Unmöglich können wir dem geneigten Leser verschweigen, daß es ferner den Bemühungen des Herrn Beil in seinen jetzigen besseren Verhältnissen gelungen war, seinem Freunde, dem ehemaligen Lehrling August, eine erträgliche Stelle zu verschaffen. Obgleich August ein gutes Gemüth hatte und nicht rachgierig war, so gehörte es doch zu seinen besonderen Vergnügungen und er rechnete es fast zu seinen Feiertagen, wenn er einen Bestellzettel oder dergleichen der Firma Johann Christian Blaffer und Compagnie zu überbringen hatte.
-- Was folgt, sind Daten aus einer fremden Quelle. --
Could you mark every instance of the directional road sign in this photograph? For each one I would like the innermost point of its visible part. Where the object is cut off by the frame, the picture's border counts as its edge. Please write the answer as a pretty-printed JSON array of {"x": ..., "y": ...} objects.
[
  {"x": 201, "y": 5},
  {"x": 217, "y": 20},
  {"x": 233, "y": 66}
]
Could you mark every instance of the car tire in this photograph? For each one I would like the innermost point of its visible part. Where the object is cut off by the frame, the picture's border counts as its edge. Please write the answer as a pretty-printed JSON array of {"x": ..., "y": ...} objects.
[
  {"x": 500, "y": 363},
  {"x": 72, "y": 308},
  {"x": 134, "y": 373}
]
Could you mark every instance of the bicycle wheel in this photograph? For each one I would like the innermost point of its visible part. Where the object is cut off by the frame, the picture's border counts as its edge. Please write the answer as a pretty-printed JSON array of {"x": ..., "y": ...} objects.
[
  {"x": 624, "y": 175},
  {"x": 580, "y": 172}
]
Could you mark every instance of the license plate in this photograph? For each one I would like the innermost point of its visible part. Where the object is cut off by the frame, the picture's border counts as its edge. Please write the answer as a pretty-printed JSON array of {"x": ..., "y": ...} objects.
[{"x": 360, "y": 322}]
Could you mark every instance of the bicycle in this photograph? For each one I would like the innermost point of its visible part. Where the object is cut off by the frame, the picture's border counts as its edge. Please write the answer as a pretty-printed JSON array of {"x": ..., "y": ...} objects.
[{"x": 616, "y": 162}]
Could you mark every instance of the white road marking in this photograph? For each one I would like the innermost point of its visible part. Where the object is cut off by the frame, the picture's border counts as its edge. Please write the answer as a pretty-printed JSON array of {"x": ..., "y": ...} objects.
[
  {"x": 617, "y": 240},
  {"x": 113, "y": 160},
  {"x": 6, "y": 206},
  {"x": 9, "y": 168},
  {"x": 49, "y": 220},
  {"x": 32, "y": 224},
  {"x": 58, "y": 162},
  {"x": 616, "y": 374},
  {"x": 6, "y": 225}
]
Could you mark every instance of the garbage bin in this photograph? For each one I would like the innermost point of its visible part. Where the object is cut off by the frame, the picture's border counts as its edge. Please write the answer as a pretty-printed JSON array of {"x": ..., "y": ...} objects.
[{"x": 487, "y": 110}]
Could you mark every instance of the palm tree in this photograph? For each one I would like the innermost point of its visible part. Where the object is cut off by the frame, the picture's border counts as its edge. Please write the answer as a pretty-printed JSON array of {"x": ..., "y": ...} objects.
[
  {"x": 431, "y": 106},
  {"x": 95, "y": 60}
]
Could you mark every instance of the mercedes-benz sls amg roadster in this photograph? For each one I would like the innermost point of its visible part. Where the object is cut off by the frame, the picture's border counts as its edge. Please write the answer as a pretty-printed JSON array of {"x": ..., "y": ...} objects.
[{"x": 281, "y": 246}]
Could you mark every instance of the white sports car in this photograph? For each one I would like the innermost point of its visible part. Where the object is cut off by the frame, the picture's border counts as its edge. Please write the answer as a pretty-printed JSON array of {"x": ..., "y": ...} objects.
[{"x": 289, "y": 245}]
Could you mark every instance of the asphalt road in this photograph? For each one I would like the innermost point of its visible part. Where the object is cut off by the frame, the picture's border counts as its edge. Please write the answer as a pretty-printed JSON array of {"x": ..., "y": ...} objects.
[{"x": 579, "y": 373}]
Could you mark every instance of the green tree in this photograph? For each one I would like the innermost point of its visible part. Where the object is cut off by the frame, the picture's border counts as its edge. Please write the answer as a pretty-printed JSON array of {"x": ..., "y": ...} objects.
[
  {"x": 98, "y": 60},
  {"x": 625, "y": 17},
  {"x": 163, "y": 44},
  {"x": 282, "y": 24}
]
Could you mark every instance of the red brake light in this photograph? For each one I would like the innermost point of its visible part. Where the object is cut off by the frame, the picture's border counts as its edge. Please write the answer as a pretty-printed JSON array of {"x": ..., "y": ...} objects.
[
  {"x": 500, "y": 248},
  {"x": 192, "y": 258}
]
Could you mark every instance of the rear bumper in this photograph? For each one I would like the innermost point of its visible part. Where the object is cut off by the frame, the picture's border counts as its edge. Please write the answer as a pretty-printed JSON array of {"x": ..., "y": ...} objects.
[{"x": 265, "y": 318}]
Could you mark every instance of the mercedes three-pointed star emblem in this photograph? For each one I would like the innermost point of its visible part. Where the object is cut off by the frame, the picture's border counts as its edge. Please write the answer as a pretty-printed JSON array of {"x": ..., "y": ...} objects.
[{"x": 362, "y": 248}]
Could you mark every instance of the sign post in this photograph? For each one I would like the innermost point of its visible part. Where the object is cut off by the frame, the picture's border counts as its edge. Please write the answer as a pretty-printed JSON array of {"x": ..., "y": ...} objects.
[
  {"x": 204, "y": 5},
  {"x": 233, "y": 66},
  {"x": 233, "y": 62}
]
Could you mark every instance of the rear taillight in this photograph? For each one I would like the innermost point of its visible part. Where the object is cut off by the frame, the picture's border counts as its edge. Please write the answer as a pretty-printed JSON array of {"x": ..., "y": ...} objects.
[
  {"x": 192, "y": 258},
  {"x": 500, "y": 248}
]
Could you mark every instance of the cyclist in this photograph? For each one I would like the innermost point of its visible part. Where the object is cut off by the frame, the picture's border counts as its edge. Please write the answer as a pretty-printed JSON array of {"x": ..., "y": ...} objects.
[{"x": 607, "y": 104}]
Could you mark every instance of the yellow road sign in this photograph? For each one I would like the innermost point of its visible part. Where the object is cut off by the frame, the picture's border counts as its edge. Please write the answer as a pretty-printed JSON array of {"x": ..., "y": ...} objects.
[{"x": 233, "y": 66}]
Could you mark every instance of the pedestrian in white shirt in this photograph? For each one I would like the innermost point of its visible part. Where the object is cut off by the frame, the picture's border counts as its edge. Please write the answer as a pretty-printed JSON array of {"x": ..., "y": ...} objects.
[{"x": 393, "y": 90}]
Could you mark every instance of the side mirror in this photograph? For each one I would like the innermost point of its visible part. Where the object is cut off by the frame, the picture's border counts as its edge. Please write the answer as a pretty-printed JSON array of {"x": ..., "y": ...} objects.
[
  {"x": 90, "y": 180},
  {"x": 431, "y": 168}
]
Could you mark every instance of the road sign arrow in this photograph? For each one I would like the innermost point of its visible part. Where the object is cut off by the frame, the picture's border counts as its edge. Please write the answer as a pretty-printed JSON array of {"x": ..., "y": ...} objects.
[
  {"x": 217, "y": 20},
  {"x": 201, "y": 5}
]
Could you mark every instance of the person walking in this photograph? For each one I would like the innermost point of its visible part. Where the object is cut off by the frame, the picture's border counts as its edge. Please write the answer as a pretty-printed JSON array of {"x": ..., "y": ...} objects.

Dies Geschäft war von zwei jungen Leuten angekauft worden, welche der eingegangenen Bedingung gemäß den ehemaligen Chef der Handlung als letzten Commis beibehalten mußten. Die Gefühle, mit welchen Herr Blaffer an seinem Pulte saß, brauchen wir nicht zu schildern; beinahe wahnsinnig preßte er seine mageren Hände vor die Stirne, wenn August in das Comptoir trat, und er sich nun um so lebhafter der früheren Zeiten erinnerte, seines Lehrlings und des verschwundenen Mädchens, von welchem man übrigens nichts mehr gehört.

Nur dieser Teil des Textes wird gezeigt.